C9Park Priority ReportWhat better way to make fun of the silliness that was a list of Utopian user-generated suggestions for future versions of Windows somehow evolved into Microsoft’s secret recipe for success, or at least protected as such, than a parodic comic-strip from the infamous Microsoft comic-stripper Jamie. If the name rings a bell, that’s because he fueled the fire over on Channel9. Ironically amusing.

If you’ve been living under a rock, then don’t tell me I didn’t warn you. There are more news references in these witty dialogs than there are in an episode of Family Guy. There’s also a bunch of permanent cast members you should probably familiarize yourself with. Nevertheless, even if you don’t know who’s who, still worth checking out. Click here for a full list of references used in this strip.

In this latest masterpiece, Mini-Microsoft, Fake Steve Ballmer and Fake Steve Jobs sets out to find the “Priority Report” generated by the Precons(umers). They succeed and in doing so, opens a portal setting the ideas free where they are subsequently leaked. After being chased by Microsoft, they escape just barely. Just as Microsoft prepares to fire a laser upon them, three bloggers (myself included) come to their rescue.

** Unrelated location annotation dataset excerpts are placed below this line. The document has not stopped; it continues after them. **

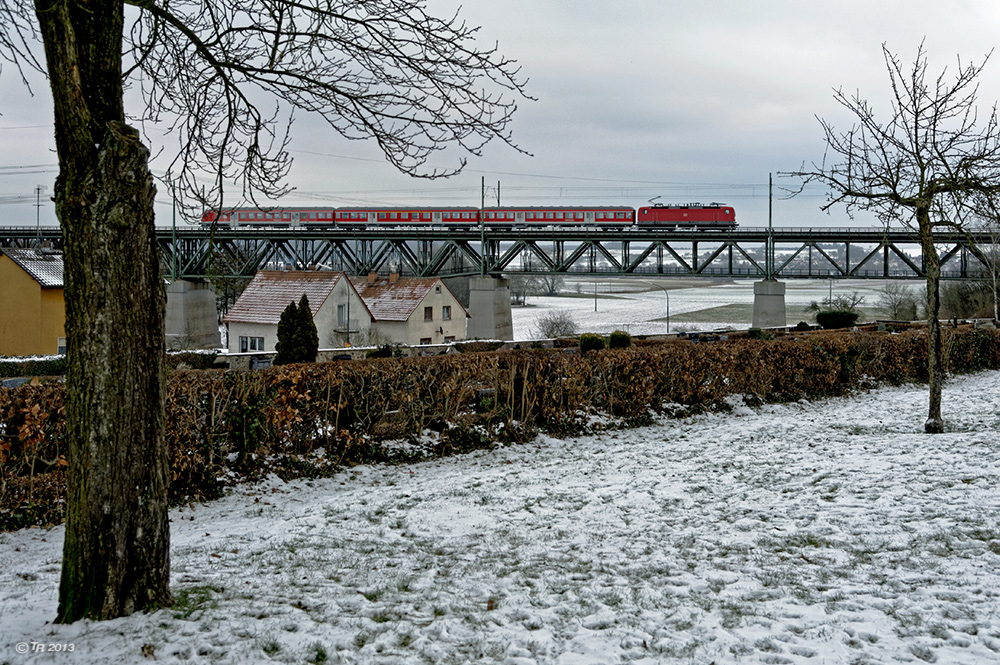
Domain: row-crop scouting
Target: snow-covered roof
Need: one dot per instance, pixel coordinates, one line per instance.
(46, 268)
(389, 300)
(270, 291)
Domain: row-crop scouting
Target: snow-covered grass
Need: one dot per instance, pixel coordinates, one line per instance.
(831, 532)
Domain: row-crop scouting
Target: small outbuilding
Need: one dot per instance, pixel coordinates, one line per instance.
(32, 309)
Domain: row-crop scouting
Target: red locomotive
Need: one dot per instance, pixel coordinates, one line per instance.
(715, 216)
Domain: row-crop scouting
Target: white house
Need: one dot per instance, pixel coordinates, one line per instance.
(413, 311)
(336, 307)
(346, 311)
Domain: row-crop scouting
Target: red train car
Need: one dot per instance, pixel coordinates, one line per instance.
(376, 215)
(692, 215)
(604, 216)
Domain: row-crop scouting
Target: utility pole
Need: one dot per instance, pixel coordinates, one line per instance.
(769, 259)
(38, 211)
(482, 226)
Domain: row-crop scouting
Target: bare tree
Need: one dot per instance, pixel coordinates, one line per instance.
(381, 69)
(557, 323)
(521, 286)
(933, 163)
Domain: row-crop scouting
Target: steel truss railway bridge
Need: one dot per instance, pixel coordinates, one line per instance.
(783, 253)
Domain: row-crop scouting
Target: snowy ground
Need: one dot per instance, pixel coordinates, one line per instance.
(831, 532)
(641, 306)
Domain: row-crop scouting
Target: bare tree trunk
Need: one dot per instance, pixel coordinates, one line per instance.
(116, 554)
(116, 550)
(935, 361)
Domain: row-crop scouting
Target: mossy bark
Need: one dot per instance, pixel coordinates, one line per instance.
(116, 551)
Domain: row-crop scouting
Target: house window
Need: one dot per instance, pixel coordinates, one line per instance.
(251, 344)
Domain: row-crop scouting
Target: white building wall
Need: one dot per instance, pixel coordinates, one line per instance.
(237, 329)
(331, 333)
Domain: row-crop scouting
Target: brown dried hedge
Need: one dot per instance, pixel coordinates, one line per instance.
(223, 426)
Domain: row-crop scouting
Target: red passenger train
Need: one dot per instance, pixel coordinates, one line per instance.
(713, 216)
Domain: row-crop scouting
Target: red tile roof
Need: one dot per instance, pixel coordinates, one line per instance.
(394, 301)
(269, 293)
(46, 268)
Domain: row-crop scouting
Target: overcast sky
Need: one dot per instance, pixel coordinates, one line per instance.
(688, 101)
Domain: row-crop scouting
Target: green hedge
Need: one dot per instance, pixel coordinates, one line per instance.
(223, 426)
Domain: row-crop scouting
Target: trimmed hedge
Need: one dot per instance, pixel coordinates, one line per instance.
(223, 426)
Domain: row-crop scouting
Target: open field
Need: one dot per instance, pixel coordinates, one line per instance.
(642, 306)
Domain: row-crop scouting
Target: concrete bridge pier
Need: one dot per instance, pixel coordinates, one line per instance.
(192, 317)
(489, 307)
(769, 304)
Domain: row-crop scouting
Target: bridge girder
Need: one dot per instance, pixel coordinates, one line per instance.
(838, 253)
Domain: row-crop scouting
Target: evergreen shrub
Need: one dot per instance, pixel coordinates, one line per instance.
(619, 340)
(833, 319)
(591, 342)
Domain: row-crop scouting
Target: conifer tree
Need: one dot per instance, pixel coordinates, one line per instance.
(307, 338)
(287, 326)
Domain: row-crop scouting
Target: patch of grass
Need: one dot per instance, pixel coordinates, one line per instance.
(190, 600)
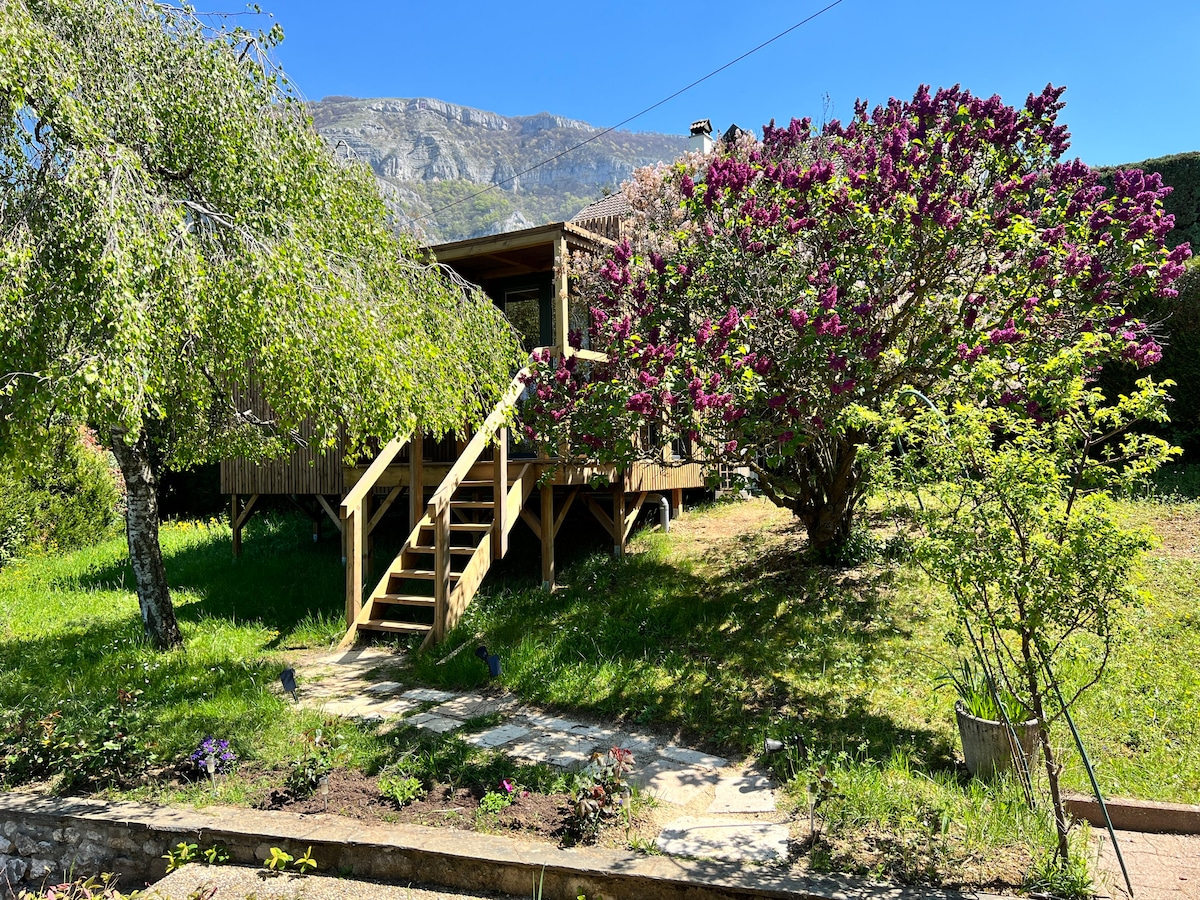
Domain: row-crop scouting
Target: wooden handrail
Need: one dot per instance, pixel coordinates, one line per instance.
(471, 455)
(375, 472)
(495, 420)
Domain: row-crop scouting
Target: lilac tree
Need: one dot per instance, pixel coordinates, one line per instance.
(777, 294)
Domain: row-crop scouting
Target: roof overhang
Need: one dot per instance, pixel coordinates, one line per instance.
(514, 253)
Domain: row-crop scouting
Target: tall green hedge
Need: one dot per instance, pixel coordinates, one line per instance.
(1182, 173)
(66, 499)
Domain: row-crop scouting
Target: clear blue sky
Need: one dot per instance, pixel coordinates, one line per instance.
(1132, 70)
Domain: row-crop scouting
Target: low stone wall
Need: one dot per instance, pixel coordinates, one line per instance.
(47, 838)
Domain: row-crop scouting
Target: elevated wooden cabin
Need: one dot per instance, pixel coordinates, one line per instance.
(463, 499)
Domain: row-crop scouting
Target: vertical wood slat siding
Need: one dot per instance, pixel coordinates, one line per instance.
(304, 472)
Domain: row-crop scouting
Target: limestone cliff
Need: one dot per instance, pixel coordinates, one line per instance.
(429, 154)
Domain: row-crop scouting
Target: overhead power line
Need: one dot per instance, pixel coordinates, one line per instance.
(635, 115)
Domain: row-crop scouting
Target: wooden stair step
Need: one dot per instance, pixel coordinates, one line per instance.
(421, 574)
(405, 600)
(462, 527)
(395, 628)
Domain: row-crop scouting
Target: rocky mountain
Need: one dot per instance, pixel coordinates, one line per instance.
(429, 154)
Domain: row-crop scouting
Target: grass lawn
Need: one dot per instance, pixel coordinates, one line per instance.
(718, 633)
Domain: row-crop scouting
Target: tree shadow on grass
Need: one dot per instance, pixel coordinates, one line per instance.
(767, 643)
(281, 580)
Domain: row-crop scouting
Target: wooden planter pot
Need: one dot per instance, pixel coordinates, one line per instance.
(987, 745)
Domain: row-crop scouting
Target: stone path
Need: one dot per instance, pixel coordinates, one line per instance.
(726, 811)
(1162, 867)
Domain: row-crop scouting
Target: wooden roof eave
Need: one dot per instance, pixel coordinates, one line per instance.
(471, 247)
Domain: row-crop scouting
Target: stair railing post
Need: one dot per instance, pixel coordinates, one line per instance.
(499, 493)
(441, 570)
(353, 547)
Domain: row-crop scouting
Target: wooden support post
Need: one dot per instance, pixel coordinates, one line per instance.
(238, 519)
(547, 537)
(352, 544)
(366, 537)
(415, 478)
(329, 511)
(233, 525)
(441, 571)
(561, 293)
(499, 493)
(618, 520)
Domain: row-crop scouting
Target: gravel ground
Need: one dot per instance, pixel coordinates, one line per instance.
(234, 882)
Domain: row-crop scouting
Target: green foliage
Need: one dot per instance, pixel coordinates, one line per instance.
(79, 744)
(399, 787)
(305, 863)
(1177, 319)
(178, 235)
(277, 861)
(1182, 173)
(981, 695)
(63, 498)
(180, 856)
(601, 791)
(96, 887)
(216, 855)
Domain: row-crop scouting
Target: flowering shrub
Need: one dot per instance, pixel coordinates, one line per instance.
(778, 294)
(600, 790)
(219, 749)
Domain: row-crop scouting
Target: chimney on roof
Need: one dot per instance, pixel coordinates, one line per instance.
(701, 136)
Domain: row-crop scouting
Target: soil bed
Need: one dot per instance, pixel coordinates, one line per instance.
(357, 796)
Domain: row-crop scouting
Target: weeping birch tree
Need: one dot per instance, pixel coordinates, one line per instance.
(171, 222)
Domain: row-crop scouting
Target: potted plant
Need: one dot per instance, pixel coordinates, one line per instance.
(994, 725)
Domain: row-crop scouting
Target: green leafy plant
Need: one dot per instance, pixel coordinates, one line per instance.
(97, 887)
(277, 861)
(492, 802)
(318, 756)
(399, 787)
(305, 863)
(979, 693)
(601, 791)
(180, 856)
(216, 855)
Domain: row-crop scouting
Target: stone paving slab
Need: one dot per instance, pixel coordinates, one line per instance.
(708, 838)
(693, 757)
(1162, 867)
(468, 706)
(429, 695)
(497, 737)
(743, 792)
(431, 721)
(669, 773)
(667, 781)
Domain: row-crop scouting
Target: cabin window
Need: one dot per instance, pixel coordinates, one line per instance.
(527, 306)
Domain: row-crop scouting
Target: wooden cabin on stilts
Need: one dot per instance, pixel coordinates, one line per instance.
(465, 499)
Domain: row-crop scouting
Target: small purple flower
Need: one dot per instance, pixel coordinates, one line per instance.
(219, 749)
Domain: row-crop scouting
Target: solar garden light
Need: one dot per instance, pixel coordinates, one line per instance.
(288, 679)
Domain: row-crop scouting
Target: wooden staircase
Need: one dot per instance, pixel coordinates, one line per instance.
(465, 527)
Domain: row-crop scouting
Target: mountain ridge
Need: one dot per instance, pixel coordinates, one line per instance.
(431, 156)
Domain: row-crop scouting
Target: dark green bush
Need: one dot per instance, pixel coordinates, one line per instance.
(67, 498)
(1177, 323)
(1182, 173)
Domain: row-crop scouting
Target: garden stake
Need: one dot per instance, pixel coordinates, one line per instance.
(1091, 772)
(1024, 775)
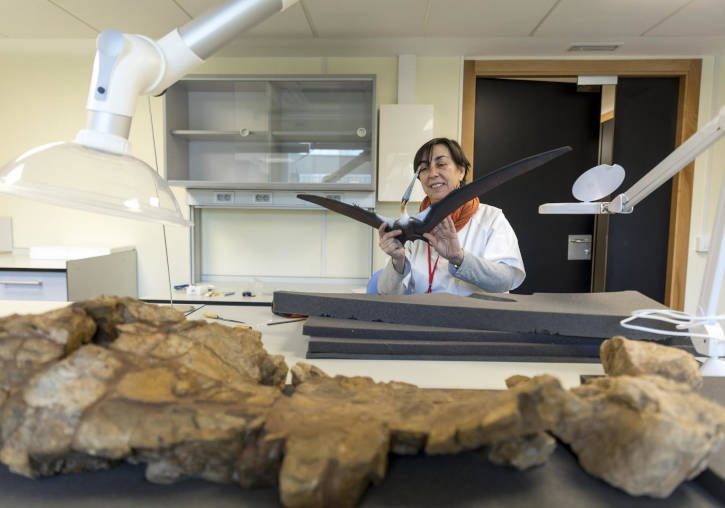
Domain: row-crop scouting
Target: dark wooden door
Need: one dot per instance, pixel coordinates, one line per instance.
(515, 119)
(644, 133)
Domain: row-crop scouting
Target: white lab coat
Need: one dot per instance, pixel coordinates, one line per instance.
(487, 235)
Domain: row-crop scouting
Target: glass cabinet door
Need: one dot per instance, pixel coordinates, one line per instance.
(306, 132)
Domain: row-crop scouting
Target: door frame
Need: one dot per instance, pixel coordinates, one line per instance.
(687, 70)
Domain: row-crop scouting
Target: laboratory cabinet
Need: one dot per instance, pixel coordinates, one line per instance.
(26, 278)
(295, 133)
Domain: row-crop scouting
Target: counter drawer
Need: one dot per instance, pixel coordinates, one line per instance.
(33, 285)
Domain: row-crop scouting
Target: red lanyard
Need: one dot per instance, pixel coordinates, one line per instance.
(431, 273)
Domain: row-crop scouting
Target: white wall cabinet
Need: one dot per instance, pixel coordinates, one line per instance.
(301, 133)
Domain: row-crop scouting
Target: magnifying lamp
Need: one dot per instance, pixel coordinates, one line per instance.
(96, 171)
(705, 328)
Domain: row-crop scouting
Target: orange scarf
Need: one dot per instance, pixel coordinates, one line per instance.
(460, 215)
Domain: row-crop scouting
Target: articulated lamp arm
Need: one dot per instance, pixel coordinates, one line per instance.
(127, 66)
(96, 172)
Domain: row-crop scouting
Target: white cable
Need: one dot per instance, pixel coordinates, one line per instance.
(681, 320)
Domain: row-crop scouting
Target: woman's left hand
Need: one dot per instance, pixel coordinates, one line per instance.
(444, 239)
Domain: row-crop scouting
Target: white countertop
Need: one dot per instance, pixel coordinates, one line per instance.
(261, 292)
(287, 339)
(19, 259)
(13, 261)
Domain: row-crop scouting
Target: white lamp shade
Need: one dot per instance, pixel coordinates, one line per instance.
(76, 176)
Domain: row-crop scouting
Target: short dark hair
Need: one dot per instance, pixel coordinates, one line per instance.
(424, 152)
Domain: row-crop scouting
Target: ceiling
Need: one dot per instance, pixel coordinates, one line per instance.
(473, 28)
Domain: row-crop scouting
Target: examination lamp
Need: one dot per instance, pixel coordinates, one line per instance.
(705, 329)
(96, 172)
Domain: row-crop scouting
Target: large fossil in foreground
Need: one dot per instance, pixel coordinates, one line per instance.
(108, 380)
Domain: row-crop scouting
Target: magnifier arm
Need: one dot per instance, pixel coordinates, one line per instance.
(678, 159)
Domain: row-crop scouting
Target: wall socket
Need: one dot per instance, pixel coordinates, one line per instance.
(224, 197)
(702, 243)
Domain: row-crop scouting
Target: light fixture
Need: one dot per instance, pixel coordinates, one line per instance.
(705, 329)
(594, 47)
(96, 171)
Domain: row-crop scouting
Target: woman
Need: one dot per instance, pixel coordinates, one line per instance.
(473, 249)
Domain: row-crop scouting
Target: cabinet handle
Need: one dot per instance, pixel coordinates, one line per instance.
(22, 282)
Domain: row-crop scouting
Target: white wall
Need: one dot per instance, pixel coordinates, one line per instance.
(708, 182)
(42, 99)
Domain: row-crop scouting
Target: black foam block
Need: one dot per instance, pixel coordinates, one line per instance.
(450, 348)
(356, 329)
(569, 314)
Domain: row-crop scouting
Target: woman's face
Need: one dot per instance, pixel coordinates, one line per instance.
(442, 175)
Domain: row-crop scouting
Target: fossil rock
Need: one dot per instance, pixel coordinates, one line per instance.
(110, 311)
(30, 342)
(182, 396)
(301, 372)
(621, 356)
(643, 434)
(338, 431)
(521, 452)
(113, 379)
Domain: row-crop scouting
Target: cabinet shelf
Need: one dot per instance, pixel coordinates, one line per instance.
(272, 131)
(256, 137)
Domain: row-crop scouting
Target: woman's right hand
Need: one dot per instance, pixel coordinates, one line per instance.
(390, 245)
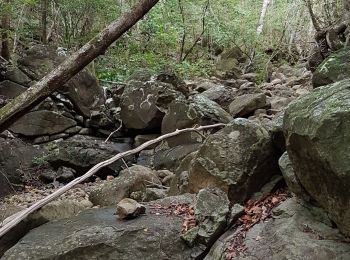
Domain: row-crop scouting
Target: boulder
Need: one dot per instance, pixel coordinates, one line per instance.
(170, 158)
(247, 104)
(238, 159)
(16, 159)
(197, 111)
(42, 122)
(142, 104)
(220, 94)
(129, 208)
(290, 178)
(97, 234)
(211, 212)
(316, 127)
(58, 209)
(131, 183)
(82, 90)
(83, 152)
(295, 232)
(334, 68)
(15, 75)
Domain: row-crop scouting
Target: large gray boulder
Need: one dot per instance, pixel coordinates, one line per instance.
(16, 159)
(42, 122)
(247, 104)
(211, 212)
(196, 111)
(82, 90)
(83, 152)
(294, 232)
(334, 68)
(131, 183)
(238, 159)
(143, 104)
(316, 127)
(98, 234)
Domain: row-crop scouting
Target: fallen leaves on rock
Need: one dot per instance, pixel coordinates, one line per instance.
(254, 213)
(185, 211)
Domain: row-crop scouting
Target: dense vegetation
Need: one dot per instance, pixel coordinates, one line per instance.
(185, 36)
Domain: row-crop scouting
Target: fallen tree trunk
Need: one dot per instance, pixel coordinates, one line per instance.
(12, 221)
(72, 65)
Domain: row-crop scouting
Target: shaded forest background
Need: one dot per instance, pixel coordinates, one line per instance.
(184, 36)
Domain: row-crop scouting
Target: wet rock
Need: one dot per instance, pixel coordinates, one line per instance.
(170, 158)
(83, 152)
(211, 212)
(316, 127)
(142, 104)
(131, 182)
(82, 90)
(334, 68)
(222, 95)
(16, 159)
(65, 174)
(41, 123)
(296, 231)
(129, 209)
(183, 114)
(290, 177)
(246, 104)
(239, 159)
(15, 75)
(97, 234)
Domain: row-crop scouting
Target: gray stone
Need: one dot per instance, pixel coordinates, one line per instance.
(15, 75)
(41, 123)
(131, 182)
(290, 177)
(97, 234)
(222, 95)
(73, 130)
(83, 152)
(316, 127)
(170, 158)
(295, 232)
(142, 104)
(58, 136)
(65, 174)
(239, 159)
(334, 68)
(211, 212)
(16, 158)
(197, 111)
(129, 209)
(247, 104)
(82, 90)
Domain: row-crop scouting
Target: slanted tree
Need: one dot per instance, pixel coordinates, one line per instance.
(72, 65)
(5, 27)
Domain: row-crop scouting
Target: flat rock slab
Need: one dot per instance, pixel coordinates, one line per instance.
(42, 122)
(98, 234)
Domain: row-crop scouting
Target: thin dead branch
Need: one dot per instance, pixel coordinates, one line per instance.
(17, 218)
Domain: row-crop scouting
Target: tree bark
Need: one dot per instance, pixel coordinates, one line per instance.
(12, 221)
(72, 65)
(262, 16)
(5, 26)
(44, 8)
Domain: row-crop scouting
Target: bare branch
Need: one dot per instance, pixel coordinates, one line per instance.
(17, 218)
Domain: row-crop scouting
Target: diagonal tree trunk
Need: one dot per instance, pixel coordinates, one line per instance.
(72, 65)
(5, 26)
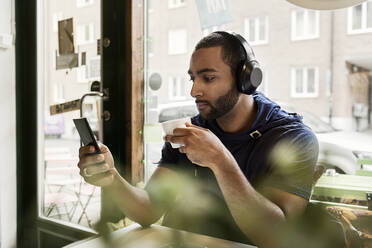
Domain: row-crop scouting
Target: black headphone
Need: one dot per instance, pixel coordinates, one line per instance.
(249, 73)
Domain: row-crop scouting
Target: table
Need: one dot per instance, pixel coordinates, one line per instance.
(134, 236)
(344, 186)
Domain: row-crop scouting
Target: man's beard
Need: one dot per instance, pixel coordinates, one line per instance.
(223, 105)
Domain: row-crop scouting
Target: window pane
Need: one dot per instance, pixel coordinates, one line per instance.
(369, 14)
(299, 81)
(177, 42)
(262, 28)
(310, 81)
(300, 23)
(357, 17)
(66, 196)
(311, 28)
(252, 29)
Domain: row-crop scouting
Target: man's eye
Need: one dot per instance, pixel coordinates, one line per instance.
(209, 79)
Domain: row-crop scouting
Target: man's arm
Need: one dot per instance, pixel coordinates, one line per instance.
(134, 202)
(258, 215)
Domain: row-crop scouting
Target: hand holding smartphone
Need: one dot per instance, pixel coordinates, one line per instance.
(86, 133)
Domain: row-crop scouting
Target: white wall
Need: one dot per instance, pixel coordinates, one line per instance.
(8, 192)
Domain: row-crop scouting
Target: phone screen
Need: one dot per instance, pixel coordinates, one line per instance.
(86, 135)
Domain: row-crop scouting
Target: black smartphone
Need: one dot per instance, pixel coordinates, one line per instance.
(86, 133)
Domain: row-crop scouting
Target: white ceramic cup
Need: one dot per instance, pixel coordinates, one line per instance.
(169, 126)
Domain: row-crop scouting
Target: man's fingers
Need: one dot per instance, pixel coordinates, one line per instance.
(92, 159)
(100, 179)
(85, 150)
(91, 170)
(176, 139)
(182, 149)
(191, 125)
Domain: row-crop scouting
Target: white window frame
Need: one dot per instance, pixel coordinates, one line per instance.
(82, 3)
(364, 28)
(171, 35)
(306, 35)
(257, 41)
(178, 4)
(304, 94)
(80, 34)
(57, 16)
(150, 43)
(179, 94)
(89, 62)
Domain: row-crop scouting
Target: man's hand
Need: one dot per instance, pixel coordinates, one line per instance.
(200, 145)
(97, 169)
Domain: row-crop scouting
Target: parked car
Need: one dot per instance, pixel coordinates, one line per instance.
(337, 149)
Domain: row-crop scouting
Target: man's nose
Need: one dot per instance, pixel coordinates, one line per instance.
(196, 90)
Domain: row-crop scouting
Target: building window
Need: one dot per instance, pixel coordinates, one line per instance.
(305, 24)
(256, 30)
(176, 3)
(360, 18)
(150, 6)
(82, 70)
(177, 88)
(82, 74)
(177, 41)
(85, 34)
(305, 82)
(83, 3)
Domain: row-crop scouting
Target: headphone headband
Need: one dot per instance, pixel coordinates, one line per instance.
(249, 73)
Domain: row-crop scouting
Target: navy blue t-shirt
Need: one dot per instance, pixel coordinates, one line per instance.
(283, 157)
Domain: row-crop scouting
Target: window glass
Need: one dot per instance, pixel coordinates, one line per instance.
(305, 24)
(299, 80)
(369, 14)
(311, 22)
(328, 83)
(311, 80)
(357, 17)
(262, 28)
(67, 64)
(177, 42)
(300, 23)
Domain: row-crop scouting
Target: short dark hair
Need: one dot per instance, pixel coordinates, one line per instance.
(232, 52)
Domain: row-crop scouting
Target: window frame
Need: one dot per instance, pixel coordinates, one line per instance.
(306, 36)
(305, 94)
(364, 17)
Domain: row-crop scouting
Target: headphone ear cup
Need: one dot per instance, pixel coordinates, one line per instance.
(244, 79)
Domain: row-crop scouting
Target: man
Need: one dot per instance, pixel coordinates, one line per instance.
(248, 163)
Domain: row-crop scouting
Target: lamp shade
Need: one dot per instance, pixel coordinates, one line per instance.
(325, 4)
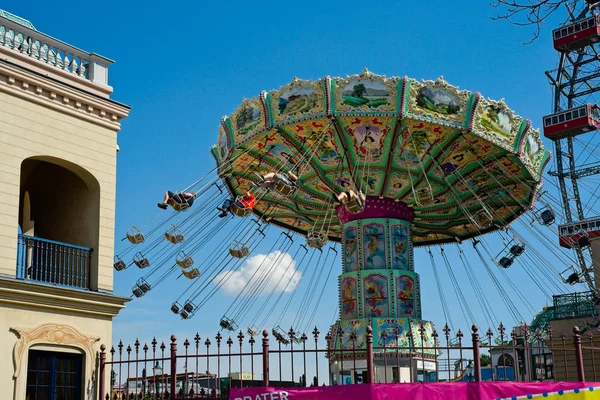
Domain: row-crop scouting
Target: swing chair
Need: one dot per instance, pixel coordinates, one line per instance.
(238, 210)
(546, 216)
(228, 324)
(316, 240)
(191, 274)
(505, 262)
(573, 278)
(179, 207)
(517, 249)
(173, 235)
(141, 261)
(135, 236)
(252, 330)
(143, 285)
(189, 306)
(482, 218)
(175, 307)
(238, 250)
(280, 335)
(184, 261)
(119, 265)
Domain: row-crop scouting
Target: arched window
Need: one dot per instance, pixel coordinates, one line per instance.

A public service announcement from Microsoft

Flowers and cookiesYesterday, Microsoft had asked me in person, with a bunch of irresistible flowers and cookies, to inform you (because they’re incapable of doing so themselves) on the current state of the Windows Vista SP1 beta. I told them I didn’t know such a thing existed, so I said “o rly?“. Which they responded with “ya rly”. And I concluded with “no wai”.

You might think this is the same message you’ve read on some of my competitor’s websites, not quite. It’s different, but I couldn’t put my hands on exactly what’s different, maybe you, my loyal readers, can help me out here.

Oh hai, itz Microsoft here.

U can has Vista cheezburger pack when we sez its kompleted, k? Cheezburger packs r seriouz part of our cheezburger lifecycle – we has cheezburger packs 4 all of our produks as part of our promiz to cheezburger flavor improvments, n giv u erly flavor tests iz nomal cheezburger practis – u giv gud fidbak so we can has make better cheezburgers.

Cheezburger packs r jus 1 of >1 thingz us do to improve the cheezburger xperins. We can has also givs improvements to cheezburgers thru cheezburger apdatz, itz gud wai 4 us giv u bestest flavors wen we findz thems. Since Vista has lawnched, ya we no we took 4evar lol, we can has continewed workin wif our fwiendz to improve cheezburger covarige and sidez kompatibilati. Dere iz rite now > 2.1 gazzilon sapoorted cutleries and > 2,000 stikered sidez suc as drinkz n saladz 4 eated wif our cheezburgers. We fink u can has gud xperins eated cheezburger vista 2day.

we kool? awsum. kthxbai.

Windows Update - im in ur cheezburger apdating ur flavours. u r saf. trus us. microsoft

Update: Still no words on the unannounced cheezburger xtras. Cheezburgler Barry Goffe has no new flavors to share.